Un’eccessiva assunzione porta ad aumentata escrezione di urato ed ossalato. E’ stato suggerito che questo
effetto possa aumentare il rischio di formazione di calcoli renali di ossalato di calcio; tuttavia le evidenze
sono contrastanti. E’ da notare che ad elevate assunzioni (> 1 g/die), la maggior parte della vitamina viene
eliminata come tale e soltanto l’1% sotto forma di ossalato; per cui, ad alte dosi di vitamina, la quantità di
questo catabolita non aumenta proporzionalmente all’assunzione.
E’ stato suggerito che la vitamina C, a causa del potere pro-ossidante in presenza di metalli (ferro, rame)
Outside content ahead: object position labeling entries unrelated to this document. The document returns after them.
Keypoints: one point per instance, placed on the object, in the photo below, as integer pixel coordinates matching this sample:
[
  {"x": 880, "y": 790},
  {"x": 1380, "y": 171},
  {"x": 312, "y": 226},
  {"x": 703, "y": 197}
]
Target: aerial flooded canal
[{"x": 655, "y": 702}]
possa funzionare da agente genotossico, generando basi puriniche ossidate con conseguente danno al DNA.
Podmore e colleghi (1998) hanno indicato un possibile effetto pro-ossidante della supplementazione, in
soggetti sani, con vitamina C (500 mg/die per 6 settimane) analizzando le modificazioni al DNA in linfociti
ex-vivo: gli effetti riportati possono tuttavia essere interpretati sia come pro-ossidanti (aumento della 8ossiadenina) che come anti-ossidanti (diminuzione dell’8-ossiguanina). L’eventuale azione pro-ossidante in
vivo non stata supportata da successive evidenze scientifiche.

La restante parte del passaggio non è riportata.